On the 28th of November, I’ll have lived in the City of Angels for a year. So much time has passed and I thought now would be a fitting time to share some more of this English lass’s thoughts on her Emerican relocation.
When my husband and I arrived in LA, we planned that I’d be driving by Christmas, we’d probably move to Abbott Kinney and I’d have a job by February. None of those of things happened. As cliché as it sounds, the best part about making plans is breaking plans.
Learning to drive on the other side of the road was hard! I had a UK driver’s license, but hadn’t driven in five years and therefore arrived in LA a rather rusty driver. You don’t realise how your body is oriented to one side of the road until you make the switch. I failed my first test on Christmas Eve – in retrospect I drove like Cruella de Vil then. I gave up for a while after failing a second time in the Spring (less Cruella-like, but not enough) and eventually passed in the Summer.
You might be wondering how I managed to live in LA for so long without being able to drive. The car is an LA icon! Thankfully we decided to live in Santa Monica (not Abbott Kinney as it’s an expensive tsunami zone) and this made it possible for me to live a very walkable lifestyle. In Santa Monica, you can walk to the supermarket (grocery store), the gym, the beach, a bunch of shops, the metro station and live in a little bubble. As I was walking past my local Starbucks I once heard someone say they never leave Santa Monica.

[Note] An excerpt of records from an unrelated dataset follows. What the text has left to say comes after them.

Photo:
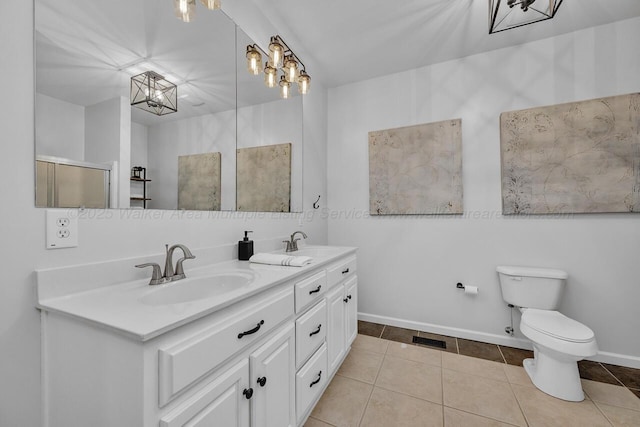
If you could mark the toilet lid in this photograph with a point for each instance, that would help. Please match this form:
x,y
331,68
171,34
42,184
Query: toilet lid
x,y
557,325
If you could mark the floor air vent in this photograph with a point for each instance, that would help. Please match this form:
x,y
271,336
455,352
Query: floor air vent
x,y
429,342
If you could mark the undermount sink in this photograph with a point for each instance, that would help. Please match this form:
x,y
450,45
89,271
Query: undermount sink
x,y
315,252
192,289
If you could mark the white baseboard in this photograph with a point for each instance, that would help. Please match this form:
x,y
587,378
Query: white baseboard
x,y
602,356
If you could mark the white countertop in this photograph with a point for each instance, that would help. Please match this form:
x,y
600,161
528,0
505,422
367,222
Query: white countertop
x,y
121,307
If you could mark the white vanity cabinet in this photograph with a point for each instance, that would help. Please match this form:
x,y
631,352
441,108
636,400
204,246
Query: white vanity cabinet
x,y
261,361
342,310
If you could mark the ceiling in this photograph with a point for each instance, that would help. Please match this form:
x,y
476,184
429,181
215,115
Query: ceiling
x,y
354,40
87,51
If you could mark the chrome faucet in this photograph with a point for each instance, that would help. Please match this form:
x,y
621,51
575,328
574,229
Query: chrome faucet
x,y
292,245
169,274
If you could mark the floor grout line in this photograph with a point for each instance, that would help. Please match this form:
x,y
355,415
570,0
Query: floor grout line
x,y
611,373
502,354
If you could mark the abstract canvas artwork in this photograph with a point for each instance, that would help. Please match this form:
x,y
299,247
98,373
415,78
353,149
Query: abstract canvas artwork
x,y
199,182
580,157
416,170
264,178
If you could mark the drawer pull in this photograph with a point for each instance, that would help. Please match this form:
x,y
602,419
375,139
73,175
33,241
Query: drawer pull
x,y
251,331
316,381
316,290
317,331
248,392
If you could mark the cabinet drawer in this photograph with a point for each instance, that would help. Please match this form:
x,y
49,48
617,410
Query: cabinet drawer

Not being able to drive has also given me the opportunity to get very lost and experiment with LA’s public transport. The consensus is that if you’re in LA, you need a car. As an ex-Londoner, I’m used to delayed trains and, particularly on the Tube, a lack of personal space. I mentioned in a previous post that, before moving, I was told a fable about some visitors exploring LA on foot. As they went about their day, drivers would pull over and ask if their car had broken down and if they needed help. As someone who takes the bus every week, I can confirm that the system has its blips, but overall, the transport here’s pretty good. Unlike in the UK, my trains haven’t been delayed by “leaves on the line” yet.
Getting a job in LA was difficult because American companies generally require you to have a degree. Unlike in the UK where I could work my way up, no one wanted to give me a job unless I started at the bottom again. Eventually, after much procrastination, a dalliance in the social media world and many yoga classes to “find” myself, I decided that maybe now would be a good time to change careers. In August, I enrolled at community college. I have been out of education for nine years so it’s been an adjustment; I intend to dedicate a whole post to that in the future.
I’ve experienced many other surprises in moving here – good and bad. I’ve made unexpected friends via Instagram, become a fitness addict and fallen in love with the region’s diverse flora in a very geeky way. There have of course been frustrations. The Social Security Administration thinks my name is Jessic, the IRS is wrongly insisting I pay taxes on my UK earnings from last year and the US Citizen and Immigration Service sat on my green card for most of the year. Moving to a new country is an adjustment, but third time lucky, you will pass that driving test!